A school reveals it has a “Fantasy Slut League”
Administrators try to do the right thing, but fall woefully short of protecting their students
Topics: Teenagers, Rape, Amanda Todd, Slut shaming, Piedmont High School, Constance Hubbard, Life News
No big deal. It was just a high school’s secret “Fantasy Slut League.” One in which female students, “unbeknownst to most of them,” would be drafted and “male students [would] earn points for documented engagement in sexual activities” with them. One in which “participation often involved pressure/manipulation by older students that included alcohol to impair judgment/control and social demands to be popular, feel included and attractive to upper classmen.” Or, as Piedmont, Calif.’s, school superintendent, Constance Hubbard, explains it, “The main thing is that I don’t want to blow this out of proportion. I don’t want to make it something that is some horrible big event that we found out about.” I’m so glad that the “main thing” about the news of your school’s society of secretly targeting girls, plying them with alcohol and sharing around “documented” evidence of sexual activity is, for your school superintendent, that nobody make a big deal about it. Way to prioritize, Constance Hubbard!
You can give credit to the Piedmont High administration for taking a shot at addressing a sickening revelation in a straightforward way. In a letter Piedmont High School principal Rich Kitchens sent home to families Friday, he explains how the revelations grew out of the school’s annual “Date Rape Prevention” assembly. That the school has a policy of addressing student sex abuse is great – even if it’d be swell if we could move away from semantic hierarchies of rape and date rape already, as if getting raped by someone you know is so much nicer than the other kind.

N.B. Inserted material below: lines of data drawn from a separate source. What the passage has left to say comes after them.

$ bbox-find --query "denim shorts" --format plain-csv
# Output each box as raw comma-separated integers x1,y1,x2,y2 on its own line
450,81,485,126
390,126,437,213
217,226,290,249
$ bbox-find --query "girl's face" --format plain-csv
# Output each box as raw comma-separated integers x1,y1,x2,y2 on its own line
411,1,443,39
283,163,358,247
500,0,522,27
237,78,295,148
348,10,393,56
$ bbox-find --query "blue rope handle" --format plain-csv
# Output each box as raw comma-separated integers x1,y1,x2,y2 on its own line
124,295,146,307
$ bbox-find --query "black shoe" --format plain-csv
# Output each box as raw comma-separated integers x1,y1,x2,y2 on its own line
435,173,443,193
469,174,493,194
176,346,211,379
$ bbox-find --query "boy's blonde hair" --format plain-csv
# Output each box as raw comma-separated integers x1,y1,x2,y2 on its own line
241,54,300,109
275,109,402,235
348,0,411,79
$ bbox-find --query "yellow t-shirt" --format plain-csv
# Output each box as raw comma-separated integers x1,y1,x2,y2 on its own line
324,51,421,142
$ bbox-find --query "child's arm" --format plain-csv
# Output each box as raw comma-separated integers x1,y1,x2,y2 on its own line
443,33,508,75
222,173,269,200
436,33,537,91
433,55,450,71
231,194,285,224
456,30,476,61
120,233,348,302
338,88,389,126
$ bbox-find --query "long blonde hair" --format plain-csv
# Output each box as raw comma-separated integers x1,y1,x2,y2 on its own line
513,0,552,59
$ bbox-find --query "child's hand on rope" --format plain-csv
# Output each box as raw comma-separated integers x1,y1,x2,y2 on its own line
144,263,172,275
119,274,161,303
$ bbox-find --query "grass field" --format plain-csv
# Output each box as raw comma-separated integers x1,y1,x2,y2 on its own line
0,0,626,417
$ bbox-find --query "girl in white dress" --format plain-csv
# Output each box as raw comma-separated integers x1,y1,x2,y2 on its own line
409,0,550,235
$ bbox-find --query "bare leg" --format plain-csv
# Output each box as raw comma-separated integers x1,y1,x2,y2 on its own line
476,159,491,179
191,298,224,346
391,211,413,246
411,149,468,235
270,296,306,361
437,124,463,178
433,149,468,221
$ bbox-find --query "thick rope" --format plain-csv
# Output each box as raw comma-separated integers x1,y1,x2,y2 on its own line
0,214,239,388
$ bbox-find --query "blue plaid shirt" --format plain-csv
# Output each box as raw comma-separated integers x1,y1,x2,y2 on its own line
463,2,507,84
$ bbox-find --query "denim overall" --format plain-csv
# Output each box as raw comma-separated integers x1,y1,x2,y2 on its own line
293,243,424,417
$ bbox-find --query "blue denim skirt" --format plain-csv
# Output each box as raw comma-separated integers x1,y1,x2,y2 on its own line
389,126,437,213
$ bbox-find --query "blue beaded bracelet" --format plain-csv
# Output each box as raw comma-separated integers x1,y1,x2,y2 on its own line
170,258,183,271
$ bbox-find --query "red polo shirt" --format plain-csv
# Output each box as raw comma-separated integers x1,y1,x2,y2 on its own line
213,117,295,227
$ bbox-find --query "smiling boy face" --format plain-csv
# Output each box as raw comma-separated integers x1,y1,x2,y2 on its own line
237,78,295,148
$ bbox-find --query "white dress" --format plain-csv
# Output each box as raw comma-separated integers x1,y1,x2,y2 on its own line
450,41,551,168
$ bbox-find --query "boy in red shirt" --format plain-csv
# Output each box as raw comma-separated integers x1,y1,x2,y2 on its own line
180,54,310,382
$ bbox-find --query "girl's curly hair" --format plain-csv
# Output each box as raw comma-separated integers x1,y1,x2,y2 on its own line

In the letter, Kitchens goes on to explain how some of his school’s varsity teams have participated in the “Fantasy Slut League” — and that it has been going on under the administration’s nose for as long as six years.
He adds that many students “were aware of it and participated” and “felt pressure to participate.” And, he says, “While off-campus activities are not subject to school discipline, because it involves our students it involves us. At this point, because we do not have specifics about participants or victims, our focus is on education and understanding moving forward, not discipline for past activities.” To that end, the school is now working on a new series of assemblies to address the incidents, and will have conversations with the athletes each season about “sportsmanship, conduct and integrity.”